Meanwhile Mpuga and Tim, the only two other black people in the all-white bar, had been watching anxiously as they danced, nay jumped, along. It was Tim's white friend who had brought us to the place and there had been some tension when Miss slender had tried her luck at rub-a-dubbing.  I later learnt one guy who was either her boyfriend or just a white guy who didn't appreciate a black stranger getting lucky in a seemingly all-white bar had started preparing for battle. With the waltz however, that tension was gone and slowly, the circle that had earlier had three black men with one white man slowly enlarged to accommodate those who wanted to show case their waltz skills.  Then we all, white and black, started jumping to the music, throwing our arms in the air like we didn't care and generally had fun. And it didn't matter what the beats of the music were like.
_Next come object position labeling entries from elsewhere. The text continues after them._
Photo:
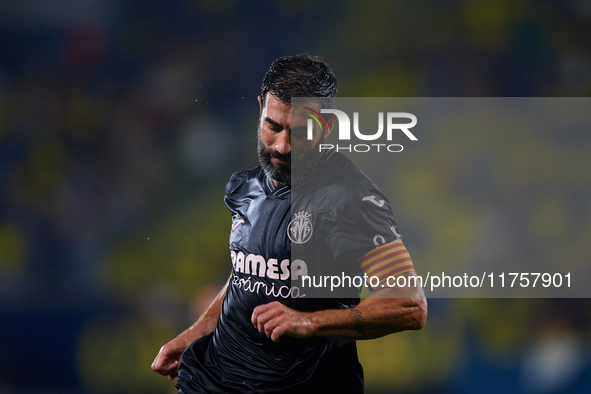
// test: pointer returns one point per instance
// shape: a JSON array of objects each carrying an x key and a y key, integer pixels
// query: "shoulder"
[{"x": 342, "y": 178}]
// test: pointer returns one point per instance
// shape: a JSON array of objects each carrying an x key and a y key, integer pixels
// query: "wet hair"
[{"x": 301, "y": 75}]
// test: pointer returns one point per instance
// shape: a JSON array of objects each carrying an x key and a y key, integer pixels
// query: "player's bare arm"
[
  {"x": 167, "y": 361},
  {"x": 387, "y": 311}
]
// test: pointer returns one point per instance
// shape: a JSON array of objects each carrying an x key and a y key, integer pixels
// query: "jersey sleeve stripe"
[
  {"x": 387, "y": 260},
  {"x": 381, "y": 260},
  {"x": 393, "y": 264},
  {"x": 395, "y": 269},
  {"x": 382, "y": 248}
]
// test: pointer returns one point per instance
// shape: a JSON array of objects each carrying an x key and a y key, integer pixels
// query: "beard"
[{"x": 305, "y": 164}]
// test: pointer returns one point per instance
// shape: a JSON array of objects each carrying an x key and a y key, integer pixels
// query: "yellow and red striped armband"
[{"x": 386, "y": 260}]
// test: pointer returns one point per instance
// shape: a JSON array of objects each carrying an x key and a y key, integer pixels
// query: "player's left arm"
[{"x": 390, "y": 309}]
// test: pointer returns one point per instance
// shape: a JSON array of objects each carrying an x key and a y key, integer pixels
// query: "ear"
[{"x": 330, "y": 124}]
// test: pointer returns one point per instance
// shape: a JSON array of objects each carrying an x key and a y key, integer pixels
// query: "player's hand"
[
  {"x": 275, "y": 319},
  {"x": 167, "y": 361}
]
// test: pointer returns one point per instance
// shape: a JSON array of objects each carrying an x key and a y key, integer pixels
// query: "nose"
[{"x": 283, "y": 142}]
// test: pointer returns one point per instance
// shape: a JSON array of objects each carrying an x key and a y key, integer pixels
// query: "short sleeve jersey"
[{"x": 325, "y": 224}]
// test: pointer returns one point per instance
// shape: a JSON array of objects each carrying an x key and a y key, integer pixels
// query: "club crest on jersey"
[{"x": 299, "y": 229}]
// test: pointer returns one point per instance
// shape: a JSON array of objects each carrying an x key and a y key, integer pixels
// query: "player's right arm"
[{"x": 167, "y": 361}]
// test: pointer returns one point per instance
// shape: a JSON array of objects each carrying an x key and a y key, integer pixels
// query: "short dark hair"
[{"x": 300, "y": 75}]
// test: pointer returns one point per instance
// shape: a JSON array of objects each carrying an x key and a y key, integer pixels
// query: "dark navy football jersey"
[{"x": 326, "y": 224}]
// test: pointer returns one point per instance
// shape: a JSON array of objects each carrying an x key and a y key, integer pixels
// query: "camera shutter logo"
[{"x": 299, "y": 229}]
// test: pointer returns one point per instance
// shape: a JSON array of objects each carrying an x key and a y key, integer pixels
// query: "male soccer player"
[{"x": 262, "y": 334}]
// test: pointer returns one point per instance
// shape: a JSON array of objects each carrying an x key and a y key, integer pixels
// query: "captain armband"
[{"x": 388, "y": 260}]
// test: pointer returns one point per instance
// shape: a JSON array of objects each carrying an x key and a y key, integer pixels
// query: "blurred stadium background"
[{"x": 121, "y": 120}]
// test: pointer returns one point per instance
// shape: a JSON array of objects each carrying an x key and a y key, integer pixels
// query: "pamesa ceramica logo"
[{"x": 371, "y": 142}]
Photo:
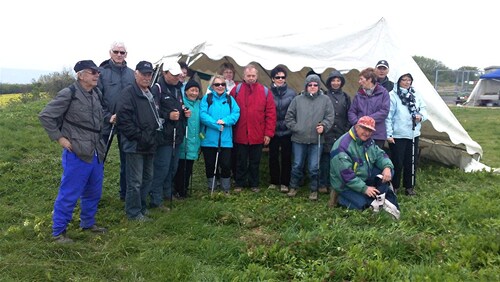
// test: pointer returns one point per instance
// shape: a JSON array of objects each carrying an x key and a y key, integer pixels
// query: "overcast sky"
[{"x": 52, "y": 35}]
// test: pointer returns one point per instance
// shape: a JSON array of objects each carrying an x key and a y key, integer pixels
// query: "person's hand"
[
  {"x": 371, "y": 191},
  {"x": 386, "y": 175},
  {"x": 319, "y": 128},
  {"x": 174, "y": 115},
  {"x": 187, "y": 112},
  {"x": 267, "y": 139},
  {"x": 64, "y": 142}
]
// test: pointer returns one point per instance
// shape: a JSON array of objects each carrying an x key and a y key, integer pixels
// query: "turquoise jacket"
[
  {"x": 191, "y": 145},
  {"x": 220, "y": 109},
  {"x": 352, "y": 162}
]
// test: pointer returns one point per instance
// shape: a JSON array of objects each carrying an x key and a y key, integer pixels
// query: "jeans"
[
  {"x": 80, "y": 180},
  {"x": 300, "y": 153},
  {"x": 280, "y": 149},
  {"x": 139, "y": 177},
  {"x": 165, "y": 167}
]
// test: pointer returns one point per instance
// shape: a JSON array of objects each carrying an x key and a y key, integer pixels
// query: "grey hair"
[{"x": 117, "y": 44}]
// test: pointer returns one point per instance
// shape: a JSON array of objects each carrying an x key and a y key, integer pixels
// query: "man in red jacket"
[{"x": 254, "y": 128}]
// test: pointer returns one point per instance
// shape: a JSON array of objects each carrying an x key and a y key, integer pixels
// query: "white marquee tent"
[{"x": 348, "y": 49}]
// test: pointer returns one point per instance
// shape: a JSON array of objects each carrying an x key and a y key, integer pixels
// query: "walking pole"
[
  {"x": 216, "y": 160},
  {"x": 108, "y": 144}
]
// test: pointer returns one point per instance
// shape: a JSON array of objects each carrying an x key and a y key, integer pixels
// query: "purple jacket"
[{"x": 376, "y": 106}]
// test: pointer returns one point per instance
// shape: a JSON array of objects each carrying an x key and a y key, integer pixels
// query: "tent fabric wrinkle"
[{"x": 349, "y": 48}]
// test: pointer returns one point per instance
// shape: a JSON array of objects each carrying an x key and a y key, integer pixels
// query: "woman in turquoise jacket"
[
  {"x": 218, "y": 113},
  {"x": 189, "y": 149},
  {"x": 406, "y": 114}
]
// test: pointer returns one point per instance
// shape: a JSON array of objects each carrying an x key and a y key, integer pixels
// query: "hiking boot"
[
  {"x": 410, "y": 192},
  {"x": 284, "y": 189},
  {"x": 62, "y": 239},
  {"x": 333, "y": 199},
  {"x": 323, "y": 190},
  {"x": 292, "y": 193},
  {"x": 95, "y": 229}
]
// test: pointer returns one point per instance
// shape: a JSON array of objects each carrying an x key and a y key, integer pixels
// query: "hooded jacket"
[
  {"x": 283, "y": 96},
  {"x": 257, "y": 114},
  {"x": 304, "y": 114},
  {"x": 375, "y": 105},
  {"x": 112, "y": 80},
  {"x": 341, "y": 103},
  {"x": 83, "y": 109}
]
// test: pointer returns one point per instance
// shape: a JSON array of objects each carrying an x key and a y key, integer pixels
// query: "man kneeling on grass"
[{"x": 360, "y": 171}]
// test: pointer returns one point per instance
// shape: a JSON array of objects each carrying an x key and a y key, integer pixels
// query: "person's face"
[
  {"x": 365, "y": 83},
  {"x": 405, "y": 82},
  {"x": 192, "y": 93},
  {"x": 381, "y": 72},
  {"x": 279, "y": 79},
  {"x": 171, "y": 79},
  {"x": 118, "y": 54},
  {"x": 312, "y": 87},
  {"x": 219, "y": 86},
  {"x": 363, "y": 133},
  {"x": 89, "y": 78},
  {"x": 228, "y": 74},
  {"x": 250, "y": 75},
  {"x": 143, "y": 79},
  {"x": 335, "y": 83}
]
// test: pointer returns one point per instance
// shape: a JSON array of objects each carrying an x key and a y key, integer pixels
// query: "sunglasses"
[
  {"x": 92, "y": 72},
  {"x": 121, "y": 52}
]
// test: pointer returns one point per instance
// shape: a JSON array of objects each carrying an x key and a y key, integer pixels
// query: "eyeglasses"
[{"x": 92, "y": 72}]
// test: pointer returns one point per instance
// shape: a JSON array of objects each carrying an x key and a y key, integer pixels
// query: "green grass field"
[{"x": 449, "y": 232}]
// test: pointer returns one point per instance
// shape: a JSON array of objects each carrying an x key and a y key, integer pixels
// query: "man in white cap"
[{"x": 381, "y": 70}]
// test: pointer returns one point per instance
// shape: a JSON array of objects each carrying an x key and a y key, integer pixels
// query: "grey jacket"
[
  {"x": 304, "y": 114},
  {"x": 83, "y": 109}
]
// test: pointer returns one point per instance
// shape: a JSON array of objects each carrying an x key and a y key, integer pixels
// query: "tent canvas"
[
  {"x": 488, "y": 84},
  {"x": 348, "y": 49}
]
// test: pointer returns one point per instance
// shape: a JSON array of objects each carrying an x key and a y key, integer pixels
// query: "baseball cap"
[
  {"x": 144, "y": 67},
  {"x": 382, "y": 63},
  {"x": 85, "y": 64},
  {"x": 367, "y": 122}
]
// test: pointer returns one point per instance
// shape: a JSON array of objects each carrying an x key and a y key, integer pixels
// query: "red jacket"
[{"x": 257, "y": 114}]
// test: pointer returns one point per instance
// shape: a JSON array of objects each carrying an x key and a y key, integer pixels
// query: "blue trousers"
[{"x": 80, "y": 180}]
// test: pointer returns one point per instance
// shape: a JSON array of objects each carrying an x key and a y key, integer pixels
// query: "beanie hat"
[
  {"x": 191, "y": 83},
  {"x": 312, "y": 78}
]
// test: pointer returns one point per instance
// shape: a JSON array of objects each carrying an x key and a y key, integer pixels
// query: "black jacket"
[
  {"x": 169, "y": 98},
  {"x": 136, "y": 121}
]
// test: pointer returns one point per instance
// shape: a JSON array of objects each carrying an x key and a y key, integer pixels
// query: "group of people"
[{"x": 161, "y": 128}]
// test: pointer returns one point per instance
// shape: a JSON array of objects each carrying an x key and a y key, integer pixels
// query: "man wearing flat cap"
[
  {"x": 360, "y": 171},
  {"x": 74, "y": 119},
  {"x": 381, "y": 70},
  {"x": 138, "y": 122}
]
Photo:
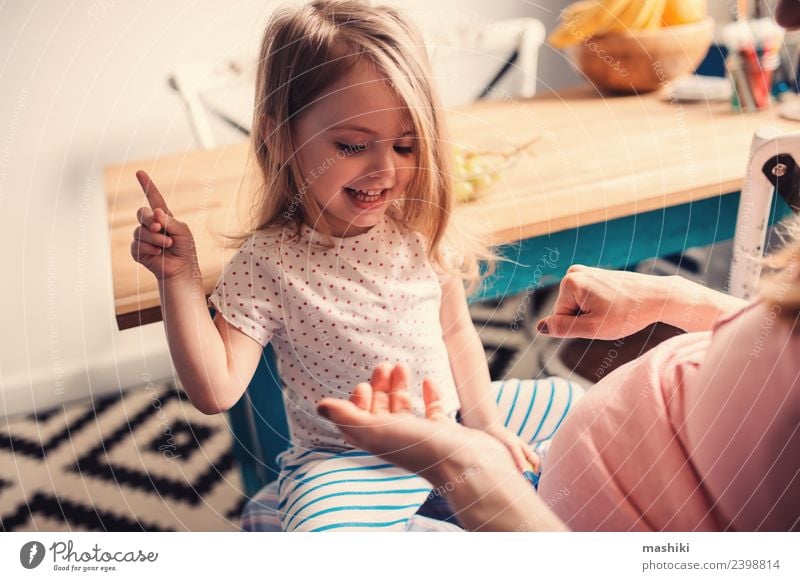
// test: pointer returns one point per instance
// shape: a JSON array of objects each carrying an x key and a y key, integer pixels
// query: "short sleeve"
[{"x": 245, "y": 291}]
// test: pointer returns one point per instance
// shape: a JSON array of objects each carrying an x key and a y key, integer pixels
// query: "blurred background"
[{"x": 84, "y": 85}]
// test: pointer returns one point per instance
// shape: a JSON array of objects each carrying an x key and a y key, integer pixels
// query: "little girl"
[{"x": 345, "y": 269}]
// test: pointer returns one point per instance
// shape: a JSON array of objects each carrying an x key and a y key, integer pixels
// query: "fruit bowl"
[{"x": 641, "y": 61}]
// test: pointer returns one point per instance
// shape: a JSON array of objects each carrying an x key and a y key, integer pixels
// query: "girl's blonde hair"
[
  {"x": 780, "y": 286},
  {"x": 305, "y": 50}
]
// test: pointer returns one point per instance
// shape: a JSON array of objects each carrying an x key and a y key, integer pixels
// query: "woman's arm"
[
  {"x": 214, "y": 362},
  {"x": 595, "y": 303}
]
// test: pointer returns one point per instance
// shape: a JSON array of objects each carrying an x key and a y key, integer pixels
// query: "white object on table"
[{"x": 752, "y": 220}]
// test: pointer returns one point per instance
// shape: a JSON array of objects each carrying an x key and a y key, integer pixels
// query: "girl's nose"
[{"x": 382, "y": 163}]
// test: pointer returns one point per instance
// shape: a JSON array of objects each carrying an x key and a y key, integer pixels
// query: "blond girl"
[{"x": 348, "y": 270}]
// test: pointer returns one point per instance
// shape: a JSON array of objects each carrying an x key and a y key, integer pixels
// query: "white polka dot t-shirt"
[{"x": 333, "y": 314}]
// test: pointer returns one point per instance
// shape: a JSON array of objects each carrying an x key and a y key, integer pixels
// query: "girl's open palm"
[{"x": 162, "y": 244}]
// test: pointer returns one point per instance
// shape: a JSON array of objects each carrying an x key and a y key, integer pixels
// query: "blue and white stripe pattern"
[{"x": 322, "y": 490}]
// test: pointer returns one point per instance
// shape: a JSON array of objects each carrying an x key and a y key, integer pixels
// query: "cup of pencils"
[{"x": 753, "y": 56}]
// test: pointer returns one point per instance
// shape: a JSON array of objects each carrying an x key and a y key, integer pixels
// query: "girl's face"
[{"x": 355, "y": 151}]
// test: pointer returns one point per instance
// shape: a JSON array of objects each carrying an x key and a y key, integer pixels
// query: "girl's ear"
[{"x": 267, "y": 127}]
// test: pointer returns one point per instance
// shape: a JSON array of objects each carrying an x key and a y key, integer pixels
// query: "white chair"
[{"x": 487, "y": 60}]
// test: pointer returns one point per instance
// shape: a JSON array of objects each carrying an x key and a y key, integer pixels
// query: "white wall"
[{"x": 83, "y": 85}]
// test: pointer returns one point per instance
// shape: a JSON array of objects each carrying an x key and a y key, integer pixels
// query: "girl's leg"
[
  {"x": 352, "y": 491},
  {"x": 535, "y": 408}
]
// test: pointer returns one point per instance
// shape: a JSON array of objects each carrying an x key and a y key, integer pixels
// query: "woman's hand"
[
  {"x": 481, "y": 482},
  {"x": 524, "y": 457},
  {"x": 595, "y": 303},
  {"x": 162, "y": 244},
  {"x": 378, "y": 418}
]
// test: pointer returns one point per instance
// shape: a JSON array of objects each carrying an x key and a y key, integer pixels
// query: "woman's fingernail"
[{"x": 532, "y": 477}]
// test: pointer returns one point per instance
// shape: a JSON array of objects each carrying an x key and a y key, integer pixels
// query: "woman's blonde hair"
[
  {"x": 780, "y": 285},
  {"x": 304, "y": 51}
]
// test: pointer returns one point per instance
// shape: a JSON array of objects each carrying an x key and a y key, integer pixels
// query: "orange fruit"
[{"x": 678, "y": 12}]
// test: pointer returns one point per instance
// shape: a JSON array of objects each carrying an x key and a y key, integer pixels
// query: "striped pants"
[{"x": 356, "y": 491}]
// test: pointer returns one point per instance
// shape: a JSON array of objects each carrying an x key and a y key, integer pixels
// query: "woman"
[{"x": 700, "y": 433}]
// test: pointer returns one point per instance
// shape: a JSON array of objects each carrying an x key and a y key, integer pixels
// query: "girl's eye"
[{"x": 351, "y": 149}]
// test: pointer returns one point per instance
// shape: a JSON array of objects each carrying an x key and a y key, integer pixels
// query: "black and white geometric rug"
[{"x": 147, "y": 460}]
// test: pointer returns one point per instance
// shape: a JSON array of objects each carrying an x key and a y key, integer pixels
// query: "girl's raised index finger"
[{"x": 154, "y": 197}]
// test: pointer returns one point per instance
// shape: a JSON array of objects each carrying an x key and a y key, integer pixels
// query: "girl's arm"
[
  {"x": 471, "y": 375},
  {"x": 467, "y": 358},
  {"x": 214, "y": 361}
]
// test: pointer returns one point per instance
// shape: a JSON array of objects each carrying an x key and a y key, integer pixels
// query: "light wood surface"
[{"x": 597, "y": 159}]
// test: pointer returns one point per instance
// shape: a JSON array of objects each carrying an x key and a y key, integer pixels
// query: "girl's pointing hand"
[{"x": 162, "y": 244}]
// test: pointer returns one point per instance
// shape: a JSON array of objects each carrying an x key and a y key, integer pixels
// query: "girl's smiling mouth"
[{"x": 366, "y": 199}]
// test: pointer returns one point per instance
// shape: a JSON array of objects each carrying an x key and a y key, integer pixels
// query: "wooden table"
[
  {"x": 597, "y": 160},
  {"x": 611, "y": 182}
]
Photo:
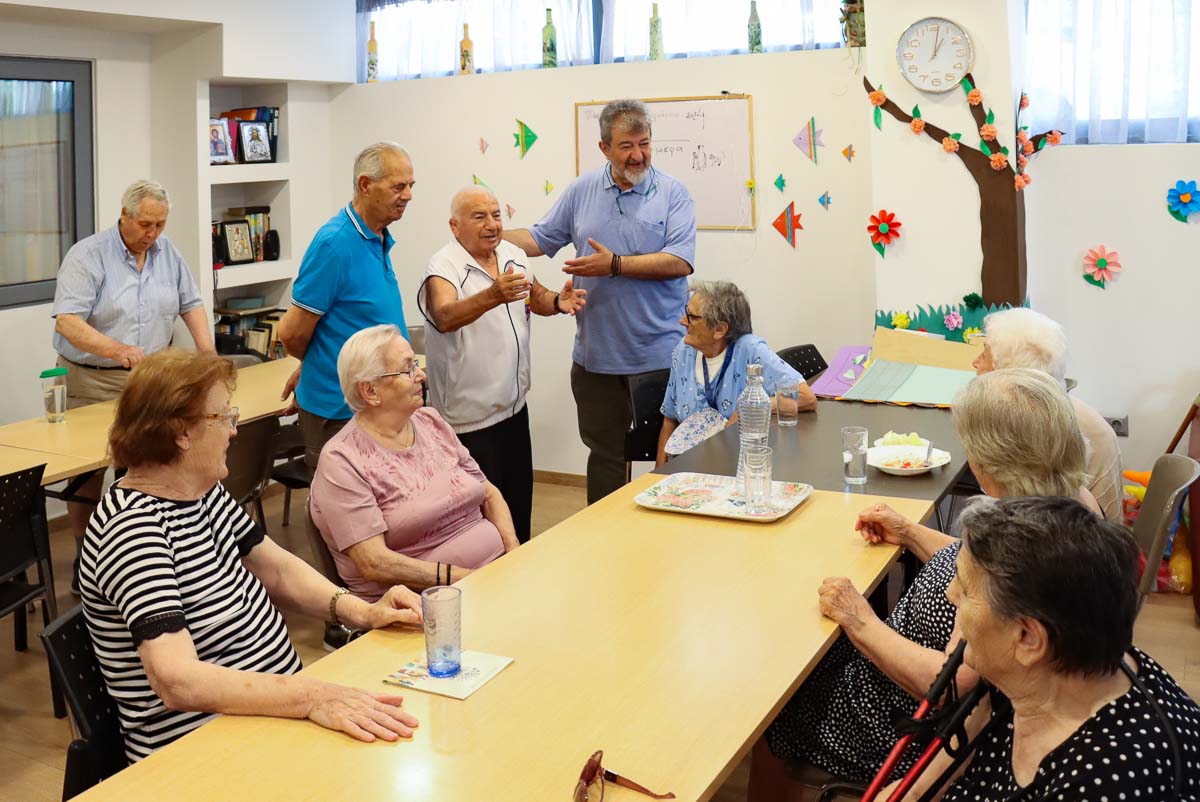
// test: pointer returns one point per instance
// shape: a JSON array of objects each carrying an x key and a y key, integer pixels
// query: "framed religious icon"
[{"x": 235, "y": 237}]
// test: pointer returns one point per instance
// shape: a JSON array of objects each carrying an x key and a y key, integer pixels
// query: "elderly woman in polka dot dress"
[
  {"x": 1047, "y": 596},
  {"x": 1021, "y": 438}
]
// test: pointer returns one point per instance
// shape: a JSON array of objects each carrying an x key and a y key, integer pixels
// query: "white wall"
[
  {"x": 821, "y": 292},
  {"x": 1132, "y": 345}
]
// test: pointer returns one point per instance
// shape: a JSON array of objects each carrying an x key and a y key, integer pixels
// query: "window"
[
  {"x": 46, "y": 172},
  {"x": 1114, "y": 71}
]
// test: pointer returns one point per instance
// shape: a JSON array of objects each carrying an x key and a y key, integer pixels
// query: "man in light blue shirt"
[
  {"x": 634, "y": 229},
  {"x": 115, "y": 303}
]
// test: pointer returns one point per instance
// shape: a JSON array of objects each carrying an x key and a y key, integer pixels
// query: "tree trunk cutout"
[{"x": 1001, "y": 204}]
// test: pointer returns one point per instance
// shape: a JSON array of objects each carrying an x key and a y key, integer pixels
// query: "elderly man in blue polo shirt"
[
  {"x": 115, "y": 303},
  {"x": 634, "y": 229},
  {"x": 346, "y": 283}
]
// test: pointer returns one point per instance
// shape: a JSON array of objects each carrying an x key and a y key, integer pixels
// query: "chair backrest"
[
  {"x": 250, "y": 459},
  {"x": 805, "y": 359},
  {"x": 1171, "y": 477},
  {"x": 24, "y": 537},
  {"x": 73, "y": 662},
  {"x": 646, "y": 393},
  {"x": 319, "y": 549}
]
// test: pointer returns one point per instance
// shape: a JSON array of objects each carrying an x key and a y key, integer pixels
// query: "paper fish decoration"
[
  {"x": 809, "y": 139},
  {"x": 523, "y": 138},
  {"x": 787, "y": 222}
]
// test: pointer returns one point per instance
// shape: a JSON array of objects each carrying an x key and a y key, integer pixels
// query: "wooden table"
[
  {"x": 667, "y": 640},
  {"x": 811, "y": 450}
]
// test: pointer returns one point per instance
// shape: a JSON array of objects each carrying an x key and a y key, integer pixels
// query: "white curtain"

By the time we remembered to go back home, it was four in the morning. Maarifa, the humble and awesome Congolese, who had taken on the unenviable duty of hosting two reckless Ugandans in South Africa had tired of waiting and gone off to sleep. We couldn't get past the reception without our host. It was a coloured guy who, looking beyond the contrast between his colour and Mpuga's still assisted two suspicious looking strangers with a phone, in the wee hours of the night, with which we reached our host.

A day later, at O.R Thambo, a black airport official helped point two confused looking black foreigners in the right direction. But not before he asked, “Do you guys have all the documents? Could you by any bad chance have stayed beyond what your visa allows?”

“We have all the documents”, we said “and our visa would have afforded us 2 more days and we could even have stayed a third if we had found a place where people actually dance,” I added. He burst into laughter: “Oh… We have strict rules here and overstaying could get someone into some serious trouble”, and then artlessly feigning an afterthought, “but you know, with the right motivation, the right people like me can help you get away with breaking the rules.” This man must be Ugandan, I thought. I saved his number just in case I ever find myself in need of getting away with breaking the rules in South Africa.